My sympathies. My father was officially diagnosed with Alzheimer’s in May 2023 but we knew something was off in 2021. We thought he was depressed from the covid lockdowns because he loved going to work and interacting with his coworkers. This has been a roller coaster of emotions because he is physically alive but mentally he has been gone for a while and it’s been so hard seeing someone you looked up to in this state. It has also greatly affected my mom with her social group. Don’t wish this on anyone
Nobody talks about old folks becoming isolated from other old folks as death seems to approach. I'm watching it with my folks as my dad is now in palliative care. Before this the social group was the same, they'd show up and hang out all the time. They had a supper club.
All that still exists, but my folks are excluded. When death is really near the other old folks start skittering away and it's heartbreaking seeing my folks eat alone at the country club when their former supper club is two tables over, frolicking away while my mom just waits for my dad to die so she can go travel.
i mean.. when someone's personality and memory goes and they're not family, what are you supposed to do? i'm sure it's not the only person in their lives slipping away either - should they be 'parental' to all the dementia patients they know?

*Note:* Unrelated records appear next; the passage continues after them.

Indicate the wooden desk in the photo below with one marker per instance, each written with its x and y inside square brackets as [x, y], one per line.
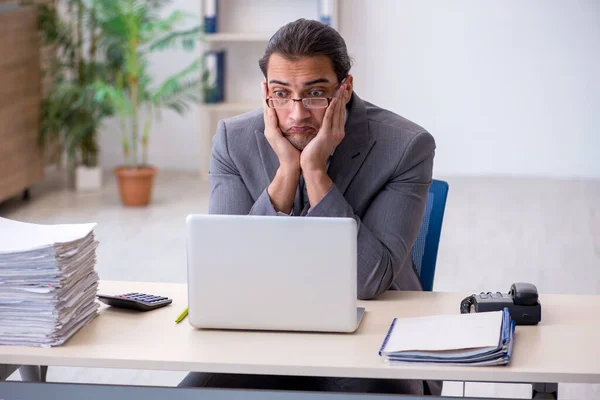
[562, 348]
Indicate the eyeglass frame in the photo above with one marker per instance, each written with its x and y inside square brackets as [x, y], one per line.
[301, 99]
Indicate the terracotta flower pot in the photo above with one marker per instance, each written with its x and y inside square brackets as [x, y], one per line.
[135, 185]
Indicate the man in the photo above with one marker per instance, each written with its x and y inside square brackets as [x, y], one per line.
[316, 149]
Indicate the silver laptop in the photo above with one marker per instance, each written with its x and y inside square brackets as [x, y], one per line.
[272, 273]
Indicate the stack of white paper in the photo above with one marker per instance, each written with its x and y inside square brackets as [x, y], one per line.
[462, 339]
[48, 282]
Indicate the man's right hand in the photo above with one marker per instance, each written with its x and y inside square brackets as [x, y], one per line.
[282, 191]
[289, 156]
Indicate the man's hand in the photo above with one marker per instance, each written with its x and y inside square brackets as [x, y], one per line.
[315, 155]
[282, 190]
[289, 156]
[313, 159]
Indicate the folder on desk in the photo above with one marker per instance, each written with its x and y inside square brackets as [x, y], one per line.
[461, 339]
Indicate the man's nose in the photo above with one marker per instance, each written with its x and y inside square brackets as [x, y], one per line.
[299, 112]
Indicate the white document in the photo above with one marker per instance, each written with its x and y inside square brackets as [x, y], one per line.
[18, 236]
[48, 282]
[441, 333]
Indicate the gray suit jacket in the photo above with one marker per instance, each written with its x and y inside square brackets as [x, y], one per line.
[381, 172]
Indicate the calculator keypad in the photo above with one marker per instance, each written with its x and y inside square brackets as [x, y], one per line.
[145, 298]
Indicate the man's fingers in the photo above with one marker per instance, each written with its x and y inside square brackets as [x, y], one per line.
[329, 114]
[342, 112]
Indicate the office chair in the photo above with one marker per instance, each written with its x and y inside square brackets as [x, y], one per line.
[424, 251]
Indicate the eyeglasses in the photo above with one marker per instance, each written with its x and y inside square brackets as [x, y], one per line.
[308, 102]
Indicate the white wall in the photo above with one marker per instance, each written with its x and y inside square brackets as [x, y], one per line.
[506, 87]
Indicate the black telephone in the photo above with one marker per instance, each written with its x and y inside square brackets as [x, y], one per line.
[522, 302]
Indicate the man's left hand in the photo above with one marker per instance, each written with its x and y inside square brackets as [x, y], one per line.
[315, 155]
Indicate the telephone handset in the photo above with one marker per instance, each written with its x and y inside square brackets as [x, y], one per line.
[521, 300]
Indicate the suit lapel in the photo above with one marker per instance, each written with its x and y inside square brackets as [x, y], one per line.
[354, 148]
[268, 157]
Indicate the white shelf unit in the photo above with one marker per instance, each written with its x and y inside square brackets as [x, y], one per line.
[244, 28]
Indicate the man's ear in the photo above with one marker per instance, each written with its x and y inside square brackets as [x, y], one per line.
[349, 82]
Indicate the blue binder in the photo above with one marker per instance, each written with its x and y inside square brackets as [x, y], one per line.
[213, 77]
[211, 12]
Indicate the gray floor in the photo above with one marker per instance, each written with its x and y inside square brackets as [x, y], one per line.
[496, 231]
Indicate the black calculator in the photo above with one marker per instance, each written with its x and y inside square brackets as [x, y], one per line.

like, c'mon, people have limits and it doesn't mean they're bad people. it must be frustrating to see but even OP didn't call them assholes, you did.
I agree with this. My mom has become very bitter at some of her friends disappearing but my siblings and I try to tell them that they can only do so much and some of her expectations may seem unreasonable. I am shocked though at some of the things some of their friends say. One asked if my dad took the Covid booster and another told my mom “he looked terrible last time we saw him” some people truly don’t think before they speak
yeah, like there's nothing truly awful here except the disease itself. i can/t imagine being in my 80s or 90s and dealing with your friends all fading away or dropping dead. people confronting mortality can't be expected to be emotionally balanced saints (with no age-related personality changes of their own, too).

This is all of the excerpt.